'Tea party' is rejuvenating American politics

Thanks to the tea party, Washington politicians are paying closer attention to voters – even those who don't support the tea party.

The "tea party" movement has a lot more going for it than a rightward shift in electoral preferences. It's restoring competition to congressional seats long dominated by incumbents. It's forcing the public to confront the toll of the Democratic Party's alliance with public-sector unions on America's fiscal health. And, for a conservative in Massachusetts like me, it means elected officials and candidates will take my views more seriously.

Despite Congress's abysmal 21 percent approval rating and the miracle election of Republican Sen. Scott Brown earlier this year, I harbor no illusions that Massachusetts will remain anything but cobalt blue. Still, the mere fact that the Bay State's liberal representatives in Washington now have to compete for votes is positive.

The yeasty mix of issues and ideas sprinkled by the tea party leavens the political loaf for everyone. More people who feel electorally challenged are campaigning, voting, and participating in the democratic process than otherwise would. President Obama's 2008 run did the same for black and young voters in every state. He not only provided the motivation to vote, but a chance to win – a crucial distinction for those used to voting in vain.

I had to vote for myself

My sharecropper-in-Mississippi experience began in 1979, when I moved to Boston from Montana. At my first primary vote, I was cut off at the knees. I asked for the Republican ballot. I was informed there was none. The only option to not voting was a write-in vote. I ended up voting for myself.

Uncontested and safe seats at the local, state, and national level cover the body politic like kudzu, a growth unimagined by the nation's Founders. The litany of reasons why almost all members of Congress can stay in power so long is by now common knowledge: computer-assisted gerrymandering of districts (the DNA of Massachusetts politics), military bases, public-employee unions, even districts created to redress past racial injustices. And then, of course, members' ability to bring home treasure from Washington.

Such seats, especially in the US House of Representatives, foster what James Madison in "The Federalist No. 10" warned against: faction. He feared disenfranchisement would create its political reciprocal, an excess of faction leading to tyranny.

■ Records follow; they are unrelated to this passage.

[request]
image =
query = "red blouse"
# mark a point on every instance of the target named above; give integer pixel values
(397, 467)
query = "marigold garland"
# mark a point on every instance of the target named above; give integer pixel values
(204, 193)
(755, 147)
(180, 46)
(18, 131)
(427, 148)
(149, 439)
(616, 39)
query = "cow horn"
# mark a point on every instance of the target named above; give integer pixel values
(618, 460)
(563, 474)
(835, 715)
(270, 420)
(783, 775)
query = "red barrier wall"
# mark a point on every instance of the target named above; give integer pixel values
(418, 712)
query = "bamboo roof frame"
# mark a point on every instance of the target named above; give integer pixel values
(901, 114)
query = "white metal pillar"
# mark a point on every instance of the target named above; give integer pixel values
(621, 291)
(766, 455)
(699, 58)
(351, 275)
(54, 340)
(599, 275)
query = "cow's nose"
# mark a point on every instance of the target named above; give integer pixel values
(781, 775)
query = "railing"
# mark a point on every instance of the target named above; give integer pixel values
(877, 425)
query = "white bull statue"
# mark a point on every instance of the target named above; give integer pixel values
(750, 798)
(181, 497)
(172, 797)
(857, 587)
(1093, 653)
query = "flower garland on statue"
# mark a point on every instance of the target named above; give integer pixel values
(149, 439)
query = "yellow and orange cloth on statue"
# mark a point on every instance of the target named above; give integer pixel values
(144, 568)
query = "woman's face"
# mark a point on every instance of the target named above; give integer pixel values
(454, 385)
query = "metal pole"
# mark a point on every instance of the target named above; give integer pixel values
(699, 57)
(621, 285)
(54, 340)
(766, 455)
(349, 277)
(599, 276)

For Madison, liberty was the antidote. It was the means by which individuals working through representative government could mollify the effects of what was to him a given of human nature. Faction would not go away, but it could be used to balance itself.

No political monopoly on government

Think of it in terms of the separation of church and state (another concept Madison brilliantly espoused). There must be no state monopoly on religion, just the right to practice one's religion. This joined all citizens in a common effort to make sure the state didn't establish someone else's religion.

Tea party voters know the national Democratic Party is joined at the hip to public-sector unions, creating a faction that has too great a say in representative government. This faction is unable or unwilling to control public spending. In the spirit of Madison, the tea party wants no political monopoly on government; it simply wants to limit government's role to protecting the rights of individuals.

Tea party folks are suspicious of the federal government's deficit and "stimulus" spending that props up the faction of public employment at the expense of private employment. Such favoritism puts liberty at grave risk. Think of the Jacksonians, America's first populist wave in the 1830s, who opposed a national bank that could print money.

Thanks to the tea party, many more officials will have to justify positions on taxes, spending, entitlements, health care, and immigration policy. That's infinitely better than the sonorous platitudes spouted in uncontested elections. And, as Madison envisioned, there's a silver lining for folks who don't support the tea party. The renewed competition means lonely Democrats in red states like Idaho or Texas are also making their voices heard.

The two major parties' dominance over elections isn't going to vanish, but their hold over the political discussion already has.

Jim Bencivenga is a former teacher and Monitor staffer.